Thursday, December 11, 2014

Habakkuk 1:12-You/We Shall Not Die?

הֲלֹ֧וא אַתָּ֣ה מִקֶּ֗דֶם יְהוָ֧ה אֱלֹהַ֛י קְדֹשִׁ֖י לֹ֣א נָמ֑וּת יְהוָה֙ לְמִשְׁפָּ֣ט שַׂמְתֹּ֔ו וְצ֖וּר לְהֹוכִ֥יחַ
(Habakkuk 1:12, BHS)

ESV: "Are you not from everlasting, O Lord my God, my Holy One? We shall not die. O Lord, you have ordained them as a judgment, and you, O Rock, have established them for reproof."

ASV: "Art not thou from everlasting, O Jehovah my God, my Holy One? we shall not die. O Jehovah, thou hast ordained him for judgment; and thou, O Rock, hast established him for correction."

NET Bible: "LORD, you have been active from ancient times; my sovereign God, you are immortal. LORD, you have made them your instrument of judgment. Protector, you have appointed them as your instrument of punishment."

Wednesday, December 10, 2014

Justin Martyr and the Septuagint (OG/LXX)

"If therefore, I shall show that this prophecy of Isaiah refers to our Christ, and not to Hezekiah, as you say, shall I not in this matter, too, compel you not to believe your teachers, who venture to assert that the explanation which your seventy elders that were with Ptolemy the king of the Egyptians gave, is untrue in certain respects?" (Dialogue with Trypho LXVIII)
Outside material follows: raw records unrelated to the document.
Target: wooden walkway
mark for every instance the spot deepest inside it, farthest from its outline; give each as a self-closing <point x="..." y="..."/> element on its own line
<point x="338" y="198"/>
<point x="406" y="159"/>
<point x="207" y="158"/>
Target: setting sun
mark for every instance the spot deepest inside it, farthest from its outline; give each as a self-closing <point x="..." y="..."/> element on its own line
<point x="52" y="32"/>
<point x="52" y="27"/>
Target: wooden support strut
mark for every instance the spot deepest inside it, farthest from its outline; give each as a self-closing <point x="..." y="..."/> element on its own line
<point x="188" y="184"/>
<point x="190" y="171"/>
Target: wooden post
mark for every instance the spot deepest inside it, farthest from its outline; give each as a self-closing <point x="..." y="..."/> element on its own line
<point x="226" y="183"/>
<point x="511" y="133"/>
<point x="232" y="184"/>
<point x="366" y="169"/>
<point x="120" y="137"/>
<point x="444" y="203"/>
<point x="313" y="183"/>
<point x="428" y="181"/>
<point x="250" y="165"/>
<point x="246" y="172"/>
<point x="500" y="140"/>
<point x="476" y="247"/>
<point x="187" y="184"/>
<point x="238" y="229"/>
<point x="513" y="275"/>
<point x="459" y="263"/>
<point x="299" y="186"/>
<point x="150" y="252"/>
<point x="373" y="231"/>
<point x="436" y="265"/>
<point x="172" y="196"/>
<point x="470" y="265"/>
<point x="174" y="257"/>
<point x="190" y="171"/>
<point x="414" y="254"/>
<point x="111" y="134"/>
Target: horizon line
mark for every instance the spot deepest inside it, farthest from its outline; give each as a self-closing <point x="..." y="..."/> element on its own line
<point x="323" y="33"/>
"I [Justin] continued, to contend against you about the reading which you so interpret, saying it is written, 'Till the things laid up for Him come;' though the Seventy have not so explained it, but thus, 'Till He comes for whom this is laid up.' But since what follows indicates that the reference is to Christ (for it is,'and He shall be the expectation of nations'), I do not proceed to have a mere verbal controversy with you, as I have not attempted to establish proof about Christ from the passages of Scripture which are not admitted by you which I quoted from the words of Jeremiah the prophet, and Esdras, and David; but from those which are even now admitted by you, which had your teachers comprehended, be well assured they would have deleted them, as they did those about the death of Isaiah, whom you sawed asunder with a wooden saw" (Dial. CXX).

"But in the version of the Seventy it is written, 'Behold, ye die like men, and fall like one of the princes,' in order to manifest the disobedience of men,-I mean of Adam and Eve,-and the fall of one of the princes, i.e., of him who was called the serpent,
who fell with a great overthrow, because he deceived Eve" (Dial. CXXIV).
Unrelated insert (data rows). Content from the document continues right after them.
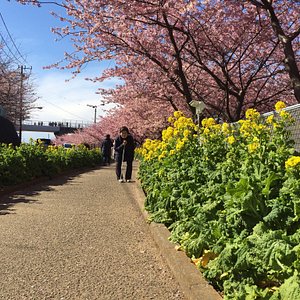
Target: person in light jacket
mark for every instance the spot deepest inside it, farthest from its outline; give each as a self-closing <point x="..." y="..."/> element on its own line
<point x="124" y="151"/>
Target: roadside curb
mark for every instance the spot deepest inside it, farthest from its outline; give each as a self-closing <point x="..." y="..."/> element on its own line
<point x="191" y="281"/>
<point x="44" y="179"/>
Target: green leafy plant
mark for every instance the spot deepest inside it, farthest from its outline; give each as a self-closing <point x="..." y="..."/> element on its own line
<point x="230" y="195"/>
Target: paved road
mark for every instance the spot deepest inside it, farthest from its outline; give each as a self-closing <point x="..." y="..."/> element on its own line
<point x="80" y="237"/>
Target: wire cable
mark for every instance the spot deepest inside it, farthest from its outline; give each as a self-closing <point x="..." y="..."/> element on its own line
<point x="2" y="19"/>
<point x="81" y="119"/>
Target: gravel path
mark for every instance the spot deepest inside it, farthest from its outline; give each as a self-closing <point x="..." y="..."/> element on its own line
<point x="81" y="237"/>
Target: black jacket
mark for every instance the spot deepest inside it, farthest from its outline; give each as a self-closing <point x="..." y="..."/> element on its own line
<point x="129" y="148"/>
<point x="106" y="146"/>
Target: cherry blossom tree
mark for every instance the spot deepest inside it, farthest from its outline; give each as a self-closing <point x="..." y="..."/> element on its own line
<point x="284" y="19"/>
<point x="220" y="52"/>
<point x="11" y="90"/>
Also, in Dial. LXXIII, Justin quotes Ps. 96:10 [95:10 LXX] as it evidently appeared in some copies of the LXX concerning the Lord reigning from a tree (Ειπατε εν τοις εθνεσι, ὁ Κυριος εβασιλευσε απο του ξυλου). He apparently had to get this reading from some version of the LXX although he may be the only Greek writer to quote the psalm in this way (a number of Latin writers cite the psalm as the Martyr does).

Robert Kraft offers these insights:

We have already noted (above, p. 209) that Justin thought Jews had excised the words [apo tou xylou] from Ps.95/96.10. Numerous preserved MSS and versions (especially "western" and south Egyptian) also support this reading, which Justin viewed as Pre-Christian, prophetic and original\31). It is not, however, found in the extant Hebrew text or in the well attested northern Egyptian Greek text. Its origin remains a mystery. If it is a Christian addition, it predates Justin (and probably Barnabas, as well -- see Barn. 8.5) and thus developed in the first century of Christian existence.


Monday, December 08, 2014

Grammatical Antecedents and Acts 14:4

Acts 14:4: ἐσχίσθη δὲ τὸ πλῆθος τῆς πόλεως, καὶ οἱ μὲν ἦσαν σὺν τοῖς Ἰουδαίοις, οἱ δὲ σὺν τοῖς ἀποστόλοις (NA 28).

Acts 14:4 serves as an example of the Greek pronominal's content being discerned from the literary context of the passage (i.e., from the cotext). In the construction, καὶ οἱ μὲν ἦσαν σὺν τοῖς Ἰουδαίοις, the plural pronominal οἱ (functioning as an alternative pronoun) does not have an explicit antecedent; however, we discern the identity of those who sided with the Jews (οἱ) and we recognize the "others" who elected to go with the apostles by appealing to the context. See Acts 14:1-2.